Sarah Polley breaks silence about traumatic encounter with Jian Ghomeshi
CBC
On screen, actor Sarah Polley was often cast as the fierce protagonist veering straight into peril, whether it was an oncoming bus or some sort of explosion.
Off screen, however, she says she feared confronting certain things, including a traumatic experience with former CBC radio personality Jian Ghomeshi.
The 43-year-old filmmaker and Oscar-nominated screenwriter says a brain injury in 2015 became a catalyst for her to address some past trauma. The result is a new collection of essays, Run Towards the Danger (out March 1), which Polley says took years to write.

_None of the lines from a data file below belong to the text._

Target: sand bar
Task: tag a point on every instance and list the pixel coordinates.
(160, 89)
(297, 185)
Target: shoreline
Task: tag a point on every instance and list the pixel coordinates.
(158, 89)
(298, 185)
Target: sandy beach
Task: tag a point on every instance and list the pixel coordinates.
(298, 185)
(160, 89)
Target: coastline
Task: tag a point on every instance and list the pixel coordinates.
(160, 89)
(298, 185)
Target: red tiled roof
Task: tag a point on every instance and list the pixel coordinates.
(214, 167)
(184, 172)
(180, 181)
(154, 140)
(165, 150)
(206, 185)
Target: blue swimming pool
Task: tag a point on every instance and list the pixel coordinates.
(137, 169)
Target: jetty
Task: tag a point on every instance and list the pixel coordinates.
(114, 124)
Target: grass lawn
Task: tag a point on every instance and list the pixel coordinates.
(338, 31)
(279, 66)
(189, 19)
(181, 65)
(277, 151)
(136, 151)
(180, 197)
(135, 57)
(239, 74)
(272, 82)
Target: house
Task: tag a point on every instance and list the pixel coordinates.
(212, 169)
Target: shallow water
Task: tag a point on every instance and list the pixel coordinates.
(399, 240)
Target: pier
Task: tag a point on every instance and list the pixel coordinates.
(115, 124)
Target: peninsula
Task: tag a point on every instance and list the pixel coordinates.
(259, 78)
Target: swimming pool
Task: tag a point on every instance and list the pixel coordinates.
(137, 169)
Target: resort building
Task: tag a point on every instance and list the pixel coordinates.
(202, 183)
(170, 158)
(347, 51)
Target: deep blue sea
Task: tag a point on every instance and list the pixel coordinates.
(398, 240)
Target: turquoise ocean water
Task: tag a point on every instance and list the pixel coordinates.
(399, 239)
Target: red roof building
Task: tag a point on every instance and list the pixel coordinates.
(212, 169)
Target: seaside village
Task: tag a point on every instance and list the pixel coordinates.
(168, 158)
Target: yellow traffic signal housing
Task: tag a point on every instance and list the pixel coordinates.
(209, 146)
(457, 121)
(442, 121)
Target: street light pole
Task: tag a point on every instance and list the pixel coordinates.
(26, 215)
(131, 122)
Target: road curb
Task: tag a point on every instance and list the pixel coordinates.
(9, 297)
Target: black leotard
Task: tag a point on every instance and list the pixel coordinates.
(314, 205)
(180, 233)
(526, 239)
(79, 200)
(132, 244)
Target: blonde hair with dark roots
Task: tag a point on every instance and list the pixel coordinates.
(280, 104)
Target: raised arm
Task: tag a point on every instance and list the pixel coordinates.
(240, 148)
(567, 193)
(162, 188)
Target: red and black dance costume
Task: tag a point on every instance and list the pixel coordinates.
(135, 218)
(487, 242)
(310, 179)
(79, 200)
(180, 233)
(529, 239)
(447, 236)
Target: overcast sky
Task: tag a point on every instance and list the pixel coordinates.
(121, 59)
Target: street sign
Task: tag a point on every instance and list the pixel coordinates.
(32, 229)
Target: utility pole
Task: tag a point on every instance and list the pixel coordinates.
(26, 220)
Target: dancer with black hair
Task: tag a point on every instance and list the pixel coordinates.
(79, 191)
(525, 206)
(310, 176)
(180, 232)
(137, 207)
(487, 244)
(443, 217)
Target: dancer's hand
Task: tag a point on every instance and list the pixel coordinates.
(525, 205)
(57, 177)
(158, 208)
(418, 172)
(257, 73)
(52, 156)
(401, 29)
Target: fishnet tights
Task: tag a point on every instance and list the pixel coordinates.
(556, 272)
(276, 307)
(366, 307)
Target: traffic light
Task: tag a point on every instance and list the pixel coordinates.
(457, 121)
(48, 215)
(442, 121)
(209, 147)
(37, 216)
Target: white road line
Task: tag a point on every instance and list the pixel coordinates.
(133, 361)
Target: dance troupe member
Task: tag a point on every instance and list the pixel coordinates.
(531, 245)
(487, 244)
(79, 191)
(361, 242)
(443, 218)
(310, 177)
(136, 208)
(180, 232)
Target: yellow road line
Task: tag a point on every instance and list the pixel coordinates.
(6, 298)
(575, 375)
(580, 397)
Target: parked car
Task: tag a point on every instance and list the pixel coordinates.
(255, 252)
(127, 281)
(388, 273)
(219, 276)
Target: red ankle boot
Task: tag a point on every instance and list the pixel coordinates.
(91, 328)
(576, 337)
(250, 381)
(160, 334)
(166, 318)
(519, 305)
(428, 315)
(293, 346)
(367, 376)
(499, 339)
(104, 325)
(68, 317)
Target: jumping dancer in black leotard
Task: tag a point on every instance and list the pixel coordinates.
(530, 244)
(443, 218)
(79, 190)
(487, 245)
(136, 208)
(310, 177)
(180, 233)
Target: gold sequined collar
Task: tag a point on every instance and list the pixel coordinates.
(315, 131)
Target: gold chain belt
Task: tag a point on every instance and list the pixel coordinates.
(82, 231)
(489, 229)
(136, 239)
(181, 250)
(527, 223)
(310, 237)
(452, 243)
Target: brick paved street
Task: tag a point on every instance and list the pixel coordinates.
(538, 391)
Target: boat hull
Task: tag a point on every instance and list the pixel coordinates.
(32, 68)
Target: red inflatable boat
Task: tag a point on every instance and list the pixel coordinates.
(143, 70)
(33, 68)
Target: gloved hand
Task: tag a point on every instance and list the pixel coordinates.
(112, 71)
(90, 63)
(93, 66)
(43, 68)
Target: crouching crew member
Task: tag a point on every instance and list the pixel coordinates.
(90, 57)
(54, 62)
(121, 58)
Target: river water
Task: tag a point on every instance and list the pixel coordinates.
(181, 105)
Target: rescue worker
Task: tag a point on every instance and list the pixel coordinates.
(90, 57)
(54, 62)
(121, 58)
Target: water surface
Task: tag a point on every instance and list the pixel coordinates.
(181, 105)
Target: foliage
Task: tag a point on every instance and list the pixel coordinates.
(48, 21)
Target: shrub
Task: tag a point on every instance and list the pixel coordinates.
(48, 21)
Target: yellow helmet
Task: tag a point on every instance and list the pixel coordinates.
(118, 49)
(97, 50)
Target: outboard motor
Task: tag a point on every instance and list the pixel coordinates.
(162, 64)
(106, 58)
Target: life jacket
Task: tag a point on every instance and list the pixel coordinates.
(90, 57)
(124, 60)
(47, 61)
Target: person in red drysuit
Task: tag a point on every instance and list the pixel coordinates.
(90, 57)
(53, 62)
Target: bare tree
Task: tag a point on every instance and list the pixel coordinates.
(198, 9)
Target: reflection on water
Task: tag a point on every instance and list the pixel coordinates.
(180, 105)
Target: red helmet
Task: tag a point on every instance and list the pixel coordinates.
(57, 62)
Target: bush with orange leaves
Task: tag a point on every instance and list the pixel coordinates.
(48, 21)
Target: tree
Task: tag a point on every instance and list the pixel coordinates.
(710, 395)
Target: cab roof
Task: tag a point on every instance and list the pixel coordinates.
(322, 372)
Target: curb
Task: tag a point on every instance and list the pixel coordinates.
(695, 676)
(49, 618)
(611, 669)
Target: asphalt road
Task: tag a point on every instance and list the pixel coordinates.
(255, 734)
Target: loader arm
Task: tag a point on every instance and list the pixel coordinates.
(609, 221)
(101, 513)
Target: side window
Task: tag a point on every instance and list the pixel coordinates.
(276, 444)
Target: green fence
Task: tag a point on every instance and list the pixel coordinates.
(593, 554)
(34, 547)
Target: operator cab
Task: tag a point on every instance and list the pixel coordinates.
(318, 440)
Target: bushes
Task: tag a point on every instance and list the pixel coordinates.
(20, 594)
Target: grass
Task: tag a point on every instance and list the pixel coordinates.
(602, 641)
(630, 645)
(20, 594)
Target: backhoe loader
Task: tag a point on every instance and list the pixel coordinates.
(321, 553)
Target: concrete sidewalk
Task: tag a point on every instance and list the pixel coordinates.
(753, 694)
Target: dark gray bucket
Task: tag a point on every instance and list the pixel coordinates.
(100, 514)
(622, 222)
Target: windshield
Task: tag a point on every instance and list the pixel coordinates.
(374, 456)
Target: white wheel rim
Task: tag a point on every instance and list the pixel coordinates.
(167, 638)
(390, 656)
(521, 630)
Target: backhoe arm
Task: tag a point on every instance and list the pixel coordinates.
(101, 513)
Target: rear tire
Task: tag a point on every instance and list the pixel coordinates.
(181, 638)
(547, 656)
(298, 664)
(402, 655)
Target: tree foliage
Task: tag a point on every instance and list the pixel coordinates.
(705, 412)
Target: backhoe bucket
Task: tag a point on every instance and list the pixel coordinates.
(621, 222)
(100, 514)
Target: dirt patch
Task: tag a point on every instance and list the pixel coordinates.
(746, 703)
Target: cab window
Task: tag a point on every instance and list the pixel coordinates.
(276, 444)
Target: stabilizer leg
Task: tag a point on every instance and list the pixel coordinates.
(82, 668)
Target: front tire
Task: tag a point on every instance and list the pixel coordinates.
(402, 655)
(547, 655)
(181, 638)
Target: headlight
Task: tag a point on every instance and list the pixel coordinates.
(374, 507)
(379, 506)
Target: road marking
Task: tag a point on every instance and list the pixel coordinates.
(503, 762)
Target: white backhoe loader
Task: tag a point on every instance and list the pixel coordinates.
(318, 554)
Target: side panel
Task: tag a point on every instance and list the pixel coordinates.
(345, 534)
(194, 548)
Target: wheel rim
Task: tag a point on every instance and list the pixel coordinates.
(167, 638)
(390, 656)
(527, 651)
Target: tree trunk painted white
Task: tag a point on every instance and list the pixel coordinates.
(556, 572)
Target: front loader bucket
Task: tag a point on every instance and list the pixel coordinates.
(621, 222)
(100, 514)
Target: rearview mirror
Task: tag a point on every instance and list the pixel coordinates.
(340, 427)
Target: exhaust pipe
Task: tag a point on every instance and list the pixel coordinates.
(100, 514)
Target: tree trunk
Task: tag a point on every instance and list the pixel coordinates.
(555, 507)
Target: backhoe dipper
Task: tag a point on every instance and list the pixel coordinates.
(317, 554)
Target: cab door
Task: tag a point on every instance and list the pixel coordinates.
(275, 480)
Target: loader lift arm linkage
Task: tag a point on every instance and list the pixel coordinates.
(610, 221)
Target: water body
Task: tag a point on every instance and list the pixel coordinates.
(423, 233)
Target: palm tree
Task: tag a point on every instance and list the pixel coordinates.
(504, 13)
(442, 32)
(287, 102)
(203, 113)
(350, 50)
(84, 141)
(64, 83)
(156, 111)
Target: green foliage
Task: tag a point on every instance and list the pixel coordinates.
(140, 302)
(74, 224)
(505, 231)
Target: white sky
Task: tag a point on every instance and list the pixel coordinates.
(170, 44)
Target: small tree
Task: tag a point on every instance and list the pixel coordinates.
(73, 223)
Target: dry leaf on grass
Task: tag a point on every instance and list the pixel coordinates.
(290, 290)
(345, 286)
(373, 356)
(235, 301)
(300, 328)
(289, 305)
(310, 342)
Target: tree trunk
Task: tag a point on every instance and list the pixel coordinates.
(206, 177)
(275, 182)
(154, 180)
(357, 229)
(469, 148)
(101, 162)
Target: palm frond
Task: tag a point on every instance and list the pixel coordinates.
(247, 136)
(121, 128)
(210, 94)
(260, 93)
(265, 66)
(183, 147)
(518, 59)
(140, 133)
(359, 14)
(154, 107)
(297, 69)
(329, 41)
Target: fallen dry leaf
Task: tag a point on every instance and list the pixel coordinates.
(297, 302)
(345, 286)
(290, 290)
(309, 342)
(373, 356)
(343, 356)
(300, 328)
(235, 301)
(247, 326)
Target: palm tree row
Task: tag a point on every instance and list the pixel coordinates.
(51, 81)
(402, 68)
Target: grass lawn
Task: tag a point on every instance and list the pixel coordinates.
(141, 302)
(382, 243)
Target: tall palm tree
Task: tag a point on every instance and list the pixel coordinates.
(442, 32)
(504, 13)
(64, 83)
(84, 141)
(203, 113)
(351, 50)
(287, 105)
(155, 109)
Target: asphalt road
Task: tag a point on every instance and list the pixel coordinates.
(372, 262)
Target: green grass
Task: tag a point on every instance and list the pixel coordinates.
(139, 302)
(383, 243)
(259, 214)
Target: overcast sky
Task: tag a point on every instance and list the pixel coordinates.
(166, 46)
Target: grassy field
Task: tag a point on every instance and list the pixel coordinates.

"These are the stories that haunted me," said Polley in an interview with Matt Galloway, host of CBC Radio's The Current.
She is sharing them because "I think I'm strong enough to handle this now."
Polley had her first film role at age four and was a Canadian television staple by the 1990s. Her roles ranged from the strong-willed Sara Stanley in Road to Avonlea to a teen paralyzed by a bus accident and sexually abused in The Sweet Hereafter. Polley eventually moved on to direct films, including the Oscar-nominated Away From Her (2006) and Stories We Tell (2012).
While Polley's book is frank about her career in film and television, the most shocking essay involves an incident of alleged sexual violence with Ghomeshi, which Polley says she has carried since she was 16. In the essay, entitled "The Woman Who Stayed Silent," Polley relates how Ghomeshi, who was 28 at the time, hurt her during a sexual encounter at his apartment, and ignored her pleas to stop.
Ghomeshi is a former member of the folk-pop band Moxy Früvous and hosted the CBC Radio show Q.
In 2014, he was accused of sexual assault and harassment by several women and charged. Ghomeshi argued that the incidents were consensual. He was acquitted on four counts of sexual assault and one count of choking involving three complainants in 2016.
CBC reached out to Ghomeshi multiple times through Roqe Media, as well as his former lawyer Marie Heinen, for a response to Polley's allegations.
At the time of Ghomeshi's trial, Polley considered coming forward to tell her story.
"I did struggle with this a lot," she said.
WATCH | Polley on why she's speaking out now:
But she said lawyers she spoke with told her she'd make a "terrible" witness because of inconsistencies in her story and how she interacted with Ghomeshi as a guest on his radio show in the years after the alleged incident.